Поскольку Эрнест по-прежнему был озабочен поисками коммерческого издателя для своих произведений, должно быть, он страдал оттого, что многие его друзья издают книги и заключают договоры на публикации. Дональд Огден Стюарт, писатель-юморист, входивший в группу «Круглый стол алгонкина», только что закончил вторую книгу, а четырьмя годами ранее имел успех с пародией на «Очерк истории» Г. Дж. Уэллса (1920). Дружелюбный, выходец со Среднего Запада, Стюарт был в хороших отношениях с Джоном Дос Пассосом и некоторыми другими, о ком он рассказал Эрнесту – включая поэта Арчибальда Маклиша и его жену Аду, певицу, и невероятных Джеральда и Сару Мерфи, богачей, легендарных устроителей приемов, которые станут большими друзьями Хемингуэя.

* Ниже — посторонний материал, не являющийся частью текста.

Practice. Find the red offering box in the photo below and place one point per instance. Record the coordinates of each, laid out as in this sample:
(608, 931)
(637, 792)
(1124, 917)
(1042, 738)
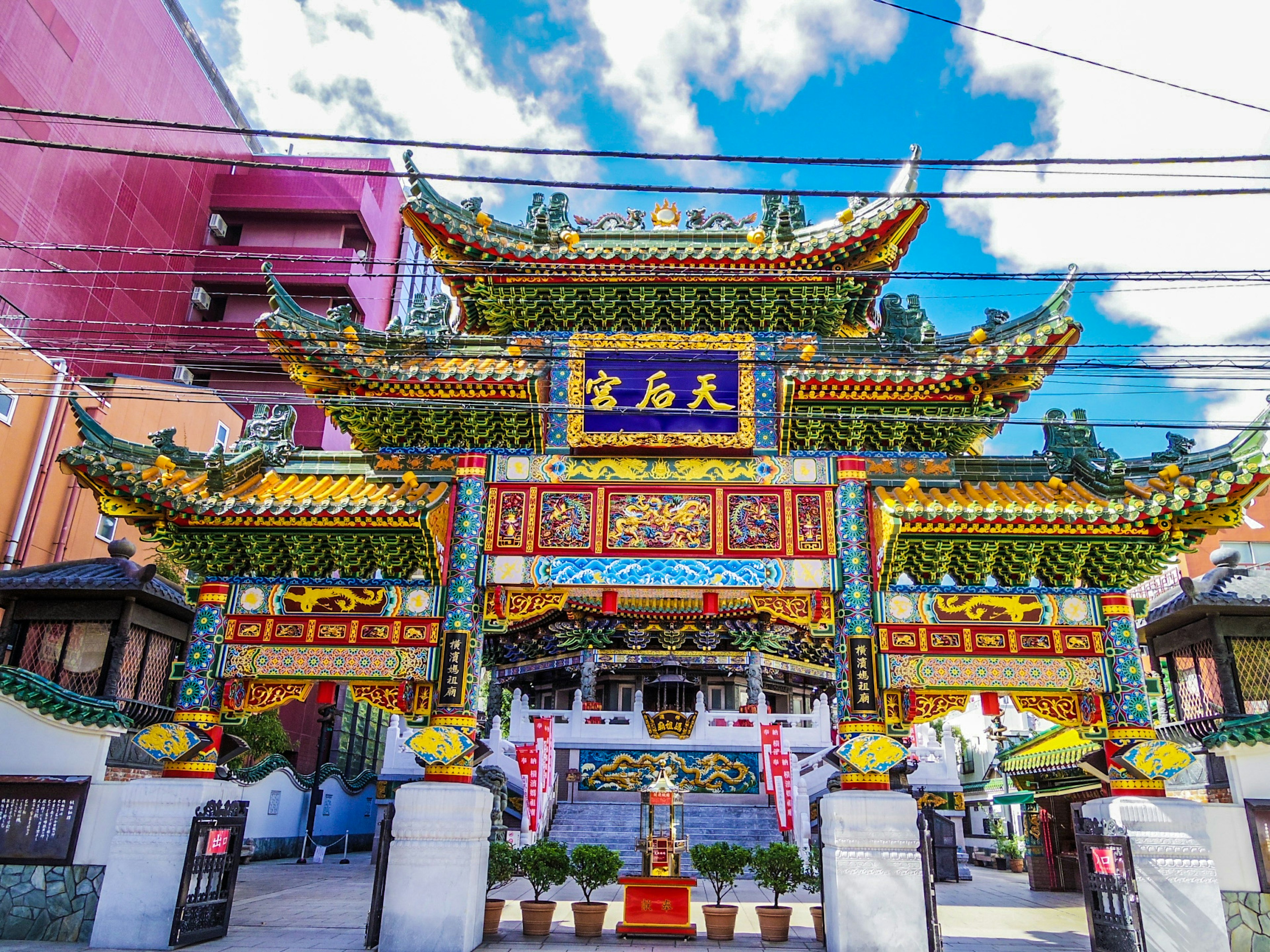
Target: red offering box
(657, 905)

Эрнесту удалось заинтересовать корридой сразу нескольких парижских эмигрантов, и, когда Эрнест объявил, что он и Хэдли возвращаются в июле в Памплону на бег быков, Дос Пассос, Стюарт и Леб изъявили желание к ним присоединиться. Старинные друзья Эрнеста, Боб Макалмон и Билл Берд с женой Салли, Чинк Дормен-Смит и друг семьи Джордж О’Нейл, позже примкнули к компании. Это путешествие станет удачной репетицией шумной поездки в Памплону в 1925 году, которая вдохновит Хемингуэя на первый роман – намного веселее и радостнее будущего, с какой стороны ни посмотреть. «Самая дьявольски дикая гульба и веселье, которые ты видел, – писал Эрнест чикагскому другу Хауэллу Дженкинсу о поездке. – Весь город праздновал целую неделю».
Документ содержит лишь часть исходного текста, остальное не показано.